Can Peter Berg Redeem Himself After ‘Battleship’?

Written By Unknown on Kamis, 15 Agustus 2013 | 18.37

Peter Bohler for The New York Times

Peter Berg wanted me to box with him. "Come on, you're a tough guy," he said. I tried to disabuse him of that notion. I told him I'd been in only one fight in my adult life, and I lost that one.

We went to Team Tapia Boxing Academy in Albuquerque, where Berg was scouting locations for the film he had written and was directing, "Lone Survivor," based on a book with the same title about a Navy SEAL mission in Afghanistan that went terribly wrong in 2005. Berg fell in love with boxing when he was a 14-year-old freshman at the Taft School in Connecticut. "I was on fire," he said, "a seething ball of energy moving at a speed I couldn't explain." He was angry and disruptive "and diagnosed as a troublemaker," he said. "Today it'd be A.D.H.D., and I'd be Ritalined up." Instead a dean took him after class to his basement, where Berg and other disruptive students learned "to dissipate all our energy" by fighting. Boxing calmed him. "You can't box angry," he said. "You have to be disciplined. Before boxing, I was this angry kid ready to fight if someone said, 'Hello.' "
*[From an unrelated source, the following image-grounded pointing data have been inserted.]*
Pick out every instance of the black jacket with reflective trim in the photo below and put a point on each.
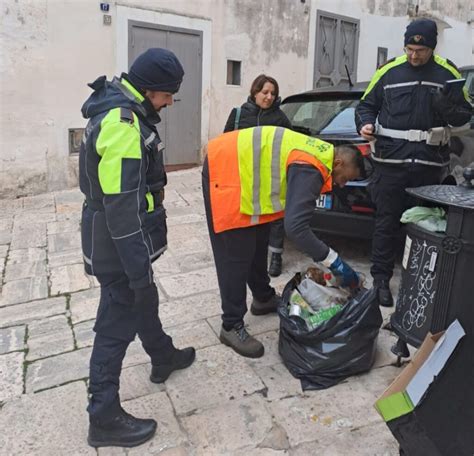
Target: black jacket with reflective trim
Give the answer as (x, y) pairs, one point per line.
(252, 115)
(120, 231)
(400, 96)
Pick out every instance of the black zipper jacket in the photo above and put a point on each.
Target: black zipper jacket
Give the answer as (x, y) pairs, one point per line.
(122, 176)
(401, 97)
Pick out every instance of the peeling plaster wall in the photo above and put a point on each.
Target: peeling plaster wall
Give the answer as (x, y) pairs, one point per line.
(50, 49)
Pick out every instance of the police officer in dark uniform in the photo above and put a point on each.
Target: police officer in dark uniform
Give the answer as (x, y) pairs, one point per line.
(122, 177)
(406, 110)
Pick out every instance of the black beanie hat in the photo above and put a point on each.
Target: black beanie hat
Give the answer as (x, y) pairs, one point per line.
(156, 69)
(422, 32)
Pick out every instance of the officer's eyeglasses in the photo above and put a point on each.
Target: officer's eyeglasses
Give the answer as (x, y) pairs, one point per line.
(420, 52)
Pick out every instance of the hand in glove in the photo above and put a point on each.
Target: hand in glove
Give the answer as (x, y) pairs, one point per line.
(349, 278)
(146, 295)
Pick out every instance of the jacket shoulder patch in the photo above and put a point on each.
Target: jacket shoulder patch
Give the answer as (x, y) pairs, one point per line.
(126, 115)
(386, 63)
(452, 64)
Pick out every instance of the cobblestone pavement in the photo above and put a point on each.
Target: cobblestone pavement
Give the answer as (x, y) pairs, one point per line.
(222, 405)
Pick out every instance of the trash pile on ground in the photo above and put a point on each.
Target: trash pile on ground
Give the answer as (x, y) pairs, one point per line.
(327, 333)
(430, 218)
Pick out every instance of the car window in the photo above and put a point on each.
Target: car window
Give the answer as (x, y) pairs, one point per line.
(323, 116)
(469, 76)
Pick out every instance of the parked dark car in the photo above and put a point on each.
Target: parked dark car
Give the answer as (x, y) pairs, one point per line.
(328, 113)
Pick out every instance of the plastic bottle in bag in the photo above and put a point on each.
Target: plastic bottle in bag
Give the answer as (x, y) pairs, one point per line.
(312, 321)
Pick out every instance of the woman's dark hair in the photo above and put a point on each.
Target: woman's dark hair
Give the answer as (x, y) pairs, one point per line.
(259, 82)
(355, 158)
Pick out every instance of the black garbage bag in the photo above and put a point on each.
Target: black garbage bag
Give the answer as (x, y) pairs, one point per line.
(340, 347)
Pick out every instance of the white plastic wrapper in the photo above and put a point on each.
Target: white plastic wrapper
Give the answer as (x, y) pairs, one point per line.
(321, 297)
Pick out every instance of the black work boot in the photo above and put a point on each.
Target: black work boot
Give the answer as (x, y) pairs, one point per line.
(242, 342)
(384, 295)
(179, 360)
(275, 265)
(263, 308)
(124, 430)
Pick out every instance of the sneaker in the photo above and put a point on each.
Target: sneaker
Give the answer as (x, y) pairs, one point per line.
(242, 342)
(384, 295)
(124, 430)
(180, 360)
(275, 265)
(263, 308)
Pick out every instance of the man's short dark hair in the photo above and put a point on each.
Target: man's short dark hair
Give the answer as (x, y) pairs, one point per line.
(354, 157)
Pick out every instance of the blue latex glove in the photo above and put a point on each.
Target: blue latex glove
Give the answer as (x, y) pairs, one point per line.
(338, 267)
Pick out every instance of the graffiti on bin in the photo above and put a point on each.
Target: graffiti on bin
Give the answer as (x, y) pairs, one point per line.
(421, 293)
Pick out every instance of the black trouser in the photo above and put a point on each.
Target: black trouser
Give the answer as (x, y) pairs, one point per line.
(117, 323)
(387, 190)
(277, 236)
(240, 256)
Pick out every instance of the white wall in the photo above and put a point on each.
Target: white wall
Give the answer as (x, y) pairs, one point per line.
(50, 50)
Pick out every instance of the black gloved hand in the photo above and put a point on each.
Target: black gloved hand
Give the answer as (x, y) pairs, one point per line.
(146, 296)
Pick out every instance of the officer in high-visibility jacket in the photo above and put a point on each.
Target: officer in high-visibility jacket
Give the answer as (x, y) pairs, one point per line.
(254, 176)
(407, 109)
(123, 229)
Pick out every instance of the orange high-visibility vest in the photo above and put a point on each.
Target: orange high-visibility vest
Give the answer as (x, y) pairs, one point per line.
(226, 181)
Through boxing, Berg became fascinated with what he referred to as "the psychology of violence," which has informed most of the things he has directed or acted in. Sports violence ("Friday Night Lights," "The Great White Hype"); criminal violence ("Very Bad Things," "The Last Seduction"); and military violence ("A Midnight Clear," "The Kingdom," "Battleship," "Lone Survivor"). But violence on the screen is never as viscerally satisfying as it is in the ring. "There's a truth to the violence of boxing," Berg said. "You have a very real threat, an opponent." Movie violence is make believe.

At Tapia, the manager taped up my hands while Berg shadowboxed in the ring, waiting for me. Berg is 51, hyperactive and lean, his long arms rippled with muscles and veins. Once my gloves were on, I pounded them together and stood up.
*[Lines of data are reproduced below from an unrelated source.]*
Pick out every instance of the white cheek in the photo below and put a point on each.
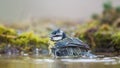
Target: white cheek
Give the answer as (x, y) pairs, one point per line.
(57, 38)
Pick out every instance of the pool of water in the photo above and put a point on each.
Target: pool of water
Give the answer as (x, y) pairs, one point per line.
(49, 62)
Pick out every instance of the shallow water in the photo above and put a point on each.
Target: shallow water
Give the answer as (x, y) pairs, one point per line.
(48, 62)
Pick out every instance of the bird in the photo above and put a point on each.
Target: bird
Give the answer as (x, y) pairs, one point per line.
(67, 46)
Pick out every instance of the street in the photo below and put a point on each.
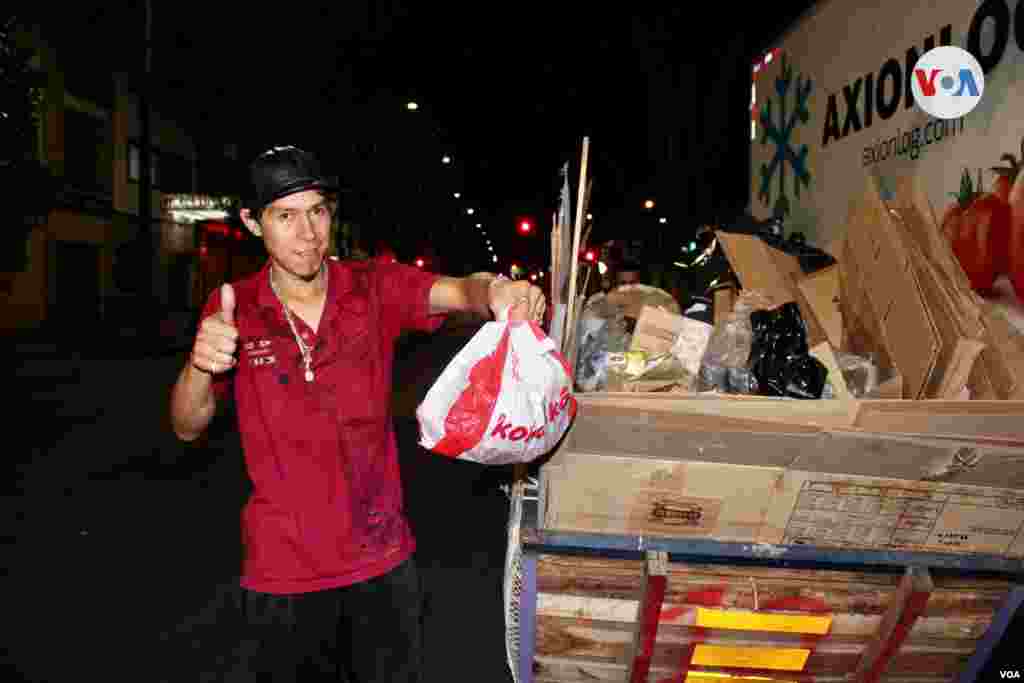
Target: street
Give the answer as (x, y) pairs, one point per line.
(126, 542)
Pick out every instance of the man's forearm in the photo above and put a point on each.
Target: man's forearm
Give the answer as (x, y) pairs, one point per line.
(477, 292)
(193, 403)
Later that night I called my wife. She asked how the boxing went. I said, "I broke Peter's jaw." She said, "I hope he can still talk." I told her I was kidding. It was make-believe. I got a lesson on the heavy bag instead.

The next night, Berg told me to meet him for dinner at a steakhouse on the outskirts of Albuquerque. I waited at the bar till Berg rushed in late, looking spent, and sat down. He'd been at Kirtland Air Force Base checking out "choppers" — Berg likes to use military jargon — and also scouting mountains for the big shootout between the Taliban and the SEALs. (In the movie, which is due out at the end of this year, the shootout comes across as one of the most realistic depictions of close-in combat in film.) "I must have climbed 30 mountains," he said. "We need different locations because we couldn't get access to Indian land." He raised his eyebrows. "It's sacred, except for the land with casinos on it, I guess."

Berg was exhausting himself making "Lone Survivor" on the cheap. A 42-day shoot, a $40 million budget, a list of producers as long as his arm whose only required movie expertise was the ability to fork over at least a million dollars to get a credit — and still, his team was scuffling around for money until a few weeks before filming was about to start last fall. "Universal will release it," he said, "but I have to deliver the finished film to them." Berg had been trying to make "Lone Survivor" for five years. "I'm a patriot," he said. "I admire our military, their character, code of honor, belief systems. I lived with the SEALs, their families, went to their funerals. I went to Iraq. Did you ever see anyone killed? I did." Berg is infatuated with heroes, military, sports and, sometimes, because of his teenage years, misfits.

He was directing for scale, the minimum salary allowed by the Directors Guild (which in this case was $17,000 a week), and had got most of his crew and actors (including Taylor Kitsch and Mark Wahlberg) to work at a discount too. No one worked for scale on his most recent movie, "Battleship," which was supposed to be the summer blockbuster of 2012. Instead it was one of the biggest science-fiction-movie busts in the history of the genre. "Battleship" had problems from its inception, beginning with the idea of trying to make a movie out of a board game. Berg knew "Battleship" was in trouble even before it was released. When we spoke by phone last summer, he told me: "You should go see it. It's fun, but leave your brain outside the theater."